Terms of Service
This Terms of Service Agreement (“Agreement”) is made and entered into by and between:
Clark Studios, Inc. 270 Bristol St. Suite 101 · PMB #102
Costa Mesa, CA, 92626
USA
(“Service Provider”)
and
(“Client”)
This Agreement will be effective upon the Client agreeing to the terms and conditions outlined in the intake form where this Agreement is located.
1. Services Provided
The Service Provider agrees to provide the following services (the “Services”):
a. Collection and analysis of the Client’s social media posts across specified platforms (Facebook, Instagram, TikTok, X, etc.) on a monthly basis.
b. Identification of opportunities for improvement based on data analysis and industry benchmarks.
c. Delivery of a monthly report outlining findings, recommendations, and actionable insights for enhancing social media performance.
2. Term
This Agreement will commence on the date of acceptance and will continue on a month-to-month basis until terminated by either party in accordance with the terms of this Agreement.

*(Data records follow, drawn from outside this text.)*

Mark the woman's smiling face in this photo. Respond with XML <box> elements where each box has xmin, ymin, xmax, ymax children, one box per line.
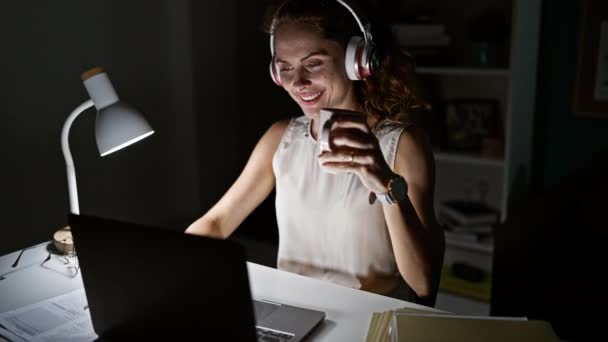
<box><xmin>274</xmin><ymin>21</ymin><xmax>359</xmax><ymax>120</ymax></box>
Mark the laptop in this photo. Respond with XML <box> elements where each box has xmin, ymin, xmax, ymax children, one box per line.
<box><xmin>69</xmin><ymin>214</ymin><xmax>325</xmax><ymax>341</ymax></box>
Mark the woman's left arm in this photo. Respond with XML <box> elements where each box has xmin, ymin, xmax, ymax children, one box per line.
<box><xmin>381</xmin><ymin>126</ymin><xmax>445</xmax><ymax>300</ymax></box>
<box><xmin>319</xmin><ymin>118</ymin><xmax>444</xmax><ymax>301</ymax></box>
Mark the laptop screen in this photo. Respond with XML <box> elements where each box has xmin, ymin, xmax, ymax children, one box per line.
<box><xmin>69</xmin><ymin>214</ymin><xmax>257</xmax><ymax>340</ymax></box>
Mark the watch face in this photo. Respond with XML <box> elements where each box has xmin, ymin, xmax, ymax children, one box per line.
<box><xmin>390</xmin><ymin>177</ymin><xmax>407</xmax><ymax>201</ymax></box>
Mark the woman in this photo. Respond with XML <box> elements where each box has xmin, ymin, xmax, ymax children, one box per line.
<box><xmin>186</xmin><ymin>0</ymin><xmax>444</xmax><ymax>305</ymax></box>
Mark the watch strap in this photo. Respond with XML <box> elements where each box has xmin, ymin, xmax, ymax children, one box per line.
<box><xmin>370</xmin><ymin>175</ymin><xmax>406</xmax><ymax>205</ymax></box>
<box><xmin>375</xmin><ymin>191</ymin><xmax>394</xmax><ymax>204</ymax></box>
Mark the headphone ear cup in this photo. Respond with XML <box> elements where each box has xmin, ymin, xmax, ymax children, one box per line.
<box><xmin>345</xmin><ymin>36</ymin><xmax>364</xmax><ymax>80</ymax></box>
<box><xmin>368</xmin><ymin>45</ymin><xmax>380</xmax><ymax>74</ymax></box>
<box><xmin>269</xmin><ymin>57</ymin><xmax>282</xmax><ymax>86</ymax></box>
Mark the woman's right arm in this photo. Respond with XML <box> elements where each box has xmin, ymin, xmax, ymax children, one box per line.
<box><xmin>184</xmin><ymin>120</ymin><xmax>290</xmax><ymax>239</ymax></box>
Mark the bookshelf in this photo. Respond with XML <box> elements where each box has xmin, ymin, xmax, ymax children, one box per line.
<box><xmin>387</xmin><ymin>0</ymin><xmax>542</xmax><ymax>313</ymax></box>
<box><xmin>390</xmin><ymin>0</ymin><xmax>540</xmax><ymax>222</ymax></box>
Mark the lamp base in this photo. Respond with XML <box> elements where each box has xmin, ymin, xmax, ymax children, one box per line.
<box><xmin>53</xmin><ymin>226</ymin><xmax>75</xmax><ymax>255</ymax></box>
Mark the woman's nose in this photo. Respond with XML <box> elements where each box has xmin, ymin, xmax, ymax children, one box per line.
<box><xmin>292</xmin><ymin>69</ymin><xmax>311</xmax><ymax>89</ymax></box>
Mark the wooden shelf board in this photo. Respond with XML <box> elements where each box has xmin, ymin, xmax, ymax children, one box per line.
<box><xmin>445</xmin><ymin>237</ymin><xmax>494</xmax><ymax>254</ymax></box>
<box><xmin>433</xmin><ymin>151</ymin><xmax>505</xmax><ymax>168</ymax></box>
<box><xmin>416</xmin><ymin>67</ymin><xmax>511</xmax><ymax>77</ymax></box>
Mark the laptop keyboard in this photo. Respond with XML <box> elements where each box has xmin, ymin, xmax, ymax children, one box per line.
<box><xmin>256</xmin><ymin>326</ymin><xmax>294</xmax><ymax>341</ymax></box>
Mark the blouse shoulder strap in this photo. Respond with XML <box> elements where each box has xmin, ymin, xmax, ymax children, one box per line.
<box><xmin>278</xmin><ymin>115</ymin><xmax>308</xmax><ymax>147</ymax></box>
<box><xmin>376</xmin><ymin>121</ymin><xmax>412</xmax><ymax>170</ymax></box>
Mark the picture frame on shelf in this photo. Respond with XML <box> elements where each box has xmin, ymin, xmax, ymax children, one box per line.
<box><xmin>441</xmin><ymin>99</ymin><xmax>502</xmax><ymax>157</ymax></box>
<box><xmin>574</xmin><ymin>0</ymin><xmax>608</xmax><ymax>117</ymax></box>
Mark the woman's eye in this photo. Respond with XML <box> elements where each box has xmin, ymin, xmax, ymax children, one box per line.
<box><xmin>306</xmin><ymin>62</ymin><xmax>321</xmax><ymax>70</ymax></box>
<box><xmin>279</xmin><ymin>65</ymin><xmax>293</xmax><ymax>72</ymax></box>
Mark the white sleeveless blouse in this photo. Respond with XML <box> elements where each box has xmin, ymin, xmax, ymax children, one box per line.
<box><xmin>273</xmin><ymin>115</ymin><xmax>412</xmax><ymax>297</ymax></box>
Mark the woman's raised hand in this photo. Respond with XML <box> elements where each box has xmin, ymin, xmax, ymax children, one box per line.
<box><xmin>317</xmin><ymin>112</ymin><xmax>395</xmax><ymax>194</ymax></box>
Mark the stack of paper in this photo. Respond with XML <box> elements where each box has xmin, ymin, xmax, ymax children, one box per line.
<box><xmin>391</xmin><ymin>313</ymin><xmax>559</xmax><ymax>341</ymax></box>
<box><xmin>365</xmin><ymin>310</ymin><xmax>392</xmax><ymax>342</ymax></box>
<box><xmin>366</xmin><ymin>308</ymin><xmax>449</xmax><ymax>342</ymax></box>
<box><xmin>367</xmin><ymin>309</ymin><xmax>559</xmax><ymax>342</ymax></box>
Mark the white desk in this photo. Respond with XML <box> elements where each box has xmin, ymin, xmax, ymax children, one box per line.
<box><xmin>0</xmin><ymin>241</ymin><xmax>440</xmax><ymax>341</ymax></box>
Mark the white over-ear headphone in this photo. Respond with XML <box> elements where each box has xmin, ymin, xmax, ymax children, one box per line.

3. Client Responsibilities
a. The Client agrees to provide the Service Provider with access to their social media accounts and any other necessary information required to perform the Services.
b. The Client agrees to comply with all applicable privacy laws and terms of use of the social media platforms used.
4. Confidentiality
a. Both parties agree to keep confidential all information obtained from the other party during the term of this Agreement.
b. The Service Provider will not disclose any information regarding the Client’s social media accounts or performance to any third party without the Client’s prior written consent.
5. Intellectual Property
a. The Client retains all rights to their social media content and any other materials provided to the Service Provider.
b. The Service Provider retains all rights to the analysis, reports, and recommendations provided to the Client.
6. Termination
a. Either party may terminate this Agreement at any time by providing 1 day written notice to the other party.
b. Upon termination, the Service Provider will deliver to the Client any outstanding reports and return any materials provided by the Client.
7. Limitation of Liability
a. To the fullest extent permitted by law, the Service Provider’s liability to the Client for any claim arising out of this Agreement will be limited to the amount of fees paid by the Client to the Service Provider in the three (3) months preceding the claim.
b. The Service Provider will not be liable for any indirect, incidental, consequential, or punitive damages arising out of or related to the Services.
8. Governing Law
This Agreement will be governed by and construed in accordance with the laws of California. Any disputes arising out of or in connection with this Agreement will be subject to the exclusive jurisdiction of the courts of California.
9. Entire Agreement
This Agreement constitutes the entire agreement between the parties and supersedes all prior agreements and understandings, whether written or oral, relating to the subject matter of this Agreement.
10. Amendments
No modification or amendment of this Agreement will be effective unless made in writing and signed by both parties.
11. Notices
All notices required or permitted under this Agreement will be in writing and will be deemed delivered when delivered in person or sent by certified mail, return receipt requested, to the addresses specified above.
Clark Studios, Inc.
270 Bristol St. Suite 101 · PMB #102 · Costa Mesa, CA, 92626
Phone: 949.610.2956
Email: justin@clarkstudios.co
By agreeing to these terms and conditions in the intake form, the Client acknowledges and accepts all the terms and conditions outlined in this Agreement.